Sunday, January 29, 2012

Food for Thought


I read an article over the weekend that provoked some questions about what we should value in food. The article’s three-way conversation (between two chefs and one well known author and television personality) came down in the end to a debate over ingredients or technique as paramount. 

Unsurprisingly given the cutting edge techniques employed by one of the chefs, he argued strongly that the tendency to exalt the ingredients over the chef is leading to mediocrity. It is a mistake to focus on just ingredients, he suggested. He asserted that if one is paying a certain amount of money to eat in a certain caliber of restaurant one should assume the ingredients are going to be high quality but what makes a meal rise above mediocrity is what the chef does. That the cooking is what counts. 

I so see the point. It’s bound to come up in every creative outlet in some form. In writing: if you have a good subject matter for a stellar story, how much is attributable to the word gifts of the author? If a photograph depicts something beautiful, how much value is placed on the eye of the person behind the lense? Etc. etc.  In essence he seemed to be arguing that quality cooking is about what the creative artist (here the chef) does with the raw materials he or she is given. 

Which is true. Except it obliterates some sad realities about our current food system. Leave aside for a moment that whether or not we “should” be able to assume a certain quality of taste in ingredients in a certain class of restaurant, I don’t think we always can do that. And leave aside for a minute that the kind of food this particular chef cooks is to the food most of us eat as haute courture is to jeans and a t-shirt. 

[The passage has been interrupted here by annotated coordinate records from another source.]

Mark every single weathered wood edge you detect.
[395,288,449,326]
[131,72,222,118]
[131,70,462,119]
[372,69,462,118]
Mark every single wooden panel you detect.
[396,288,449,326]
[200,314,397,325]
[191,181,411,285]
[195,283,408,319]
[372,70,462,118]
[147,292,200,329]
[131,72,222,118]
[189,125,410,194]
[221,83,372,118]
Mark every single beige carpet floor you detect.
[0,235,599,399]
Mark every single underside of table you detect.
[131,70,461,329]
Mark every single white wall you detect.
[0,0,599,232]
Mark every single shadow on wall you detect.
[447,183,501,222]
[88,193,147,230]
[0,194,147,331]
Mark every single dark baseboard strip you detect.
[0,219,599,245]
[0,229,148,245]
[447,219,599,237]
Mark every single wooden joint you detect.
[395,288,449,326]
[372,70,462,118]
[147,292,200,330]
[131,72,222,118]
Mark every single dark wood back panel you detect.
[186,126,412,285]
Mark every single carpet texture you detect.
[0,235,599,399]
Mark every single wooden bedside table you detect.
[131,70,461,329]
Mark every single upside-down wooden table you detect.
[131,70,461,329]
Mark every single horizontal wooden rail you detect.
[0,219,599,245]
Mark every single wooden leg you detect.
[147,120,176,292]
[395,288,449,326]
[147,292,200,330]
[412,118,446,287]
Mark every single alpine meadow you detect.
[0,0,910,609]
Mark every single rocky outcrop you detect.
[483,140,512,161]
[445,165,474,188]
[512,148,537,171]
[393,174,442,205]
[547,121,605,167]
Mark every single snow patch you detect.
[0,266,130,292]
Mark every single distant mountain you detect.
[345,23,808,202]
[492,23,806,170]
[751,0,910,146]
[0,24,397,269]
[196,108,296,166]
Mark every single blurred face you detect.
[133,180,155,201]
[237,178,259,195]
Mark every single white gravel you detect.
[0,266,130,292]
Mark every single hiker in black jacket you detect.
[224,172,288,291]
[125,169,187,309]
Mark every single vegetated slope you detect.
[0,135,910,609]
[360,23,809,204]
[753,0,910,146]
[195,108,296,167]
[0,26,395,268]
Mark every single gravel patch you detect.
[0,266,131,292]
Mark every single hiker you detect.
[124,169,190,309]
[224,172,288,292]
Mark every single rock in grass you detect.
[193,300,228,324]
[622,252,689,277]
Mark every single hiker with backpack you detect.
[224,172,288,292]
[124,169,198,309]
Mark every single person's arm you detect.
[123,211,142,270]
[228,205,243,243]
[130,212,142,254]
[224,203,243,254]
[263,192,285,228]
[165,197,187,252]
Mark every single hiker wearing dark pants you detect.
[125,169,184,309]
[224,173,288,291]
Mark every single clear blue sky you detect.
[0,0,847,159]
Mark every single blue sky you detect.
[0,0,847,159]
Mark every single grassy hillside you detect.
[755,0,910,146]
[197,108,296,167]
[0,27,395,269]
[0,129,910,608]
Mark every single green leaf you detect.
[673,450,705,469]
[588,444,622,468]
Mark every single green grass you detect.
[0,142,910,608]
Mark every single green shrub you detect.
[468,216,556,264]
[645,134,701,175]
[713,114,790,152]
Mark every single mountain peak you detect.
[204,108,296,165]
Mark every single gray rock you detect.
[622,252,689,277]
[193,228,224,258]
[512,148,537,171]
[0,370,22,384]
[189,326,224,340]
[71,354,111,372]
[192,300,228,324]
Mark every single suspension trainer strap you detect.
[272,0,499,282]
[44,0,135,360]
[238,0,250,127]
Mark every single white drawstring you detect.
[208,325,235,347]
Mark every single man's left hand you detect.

I’m not entirely sure where I come down in this particular argument. Being someone who both enjoys supporting local farms and purveyors and someone who is frustrated and infuriated by the trendy lemming-like rush to “farm-to-table” concepts, I get the frustration. Simply sourcing hard to find heirloom ingredients for a restaurant does not a five-star dining experience make. But at the same time, democratizing the awareness that foods grown, cultivated and bred in certain ways improves both the quality of those foods and their impact on the world seems like a positive step.

Friday, January 13, 2012

This Little Pig

At lunch today at a local restaurant I had a visceral reminder of how much food culture has shifted since I grew up the child of 60's-era hippies (as previously referenced and illustrated here, I mean really look at that hair! the lapels!), primarily in the figure of the enormous half pig carried through the dining room and plunked on the counter of the open kitchen. I was psyched, but suffice to say my semi-back to the land parental units gave us a childhood that wasn't entirely mainstream. Wonderful, yes. Mainstream? Not so much.

The fact that we ate eggs from our own chickens and raised pigs and a cow to eat isn't really your usual 1980s childhood tale. Granted, in rural Vermont where I grew up it was. Southern Vermont is steeped in rural familiarity with small farming enterprises; rural areas held on to those memories of where our food came from long after it became a styrofoam wrapped commodity in most places.

But for mainstream U.S. society food became something that seemed to sprout out of thin air in the refrigerated case at the supermarket. That divide was very clear to me in the decade since I left Vermont for urban areas. Apparently it was unusual that we had a cow, incidentally named Roast Beef (RB for short-a tag my father and I each steadfastly blame on the other). Unusual also were the chickens. And the pigs. The flock of very mean geese. The rabbits. The pheasants. The occasional goat. Horses, bantam hens (smaller than the regular ones), araucana chickens (they lay smaller, pastel eggs), homing pigeons. And a partridge in a pear tree. Just kidding, but only about the partridge. The rest were real.

It's not exactly a scene from Family Ties or the Cosby Family. And yet today I watched diners calmly eat their lunch in a vaguely upscale trendy restaurant inches away from a chef butchering half of a very large pig. The first thing that came off was the head. Out came the iPhones, but aside from that she could have been slicing lemons for the bar. Okay, they were a little more interested than if she was just cutting citrus, but you see my point. It's pretty hard to ignore that your brussel sprouts sauteed in bacon (which were fantastic btw) aren't connected to the 400 pound pig being carved up before you.

Or is it? Part of me wants to say, bravo. We've normalized the food chain again. But the cynic in me has to ask, have we really? Or are we just fetishizing our food and turning it into dinner theater? To be fair the restaurant didn't seem to be deliberately putting on a show. It was well after the lunch rush and the concept of the place is that all its kitchens are wide open. There really isn't anywhere else to do basic prep, even if it does involve carving up a pig. I just hope those diners watching also take the time to gain transparency into the food they buy, eat and cook at home.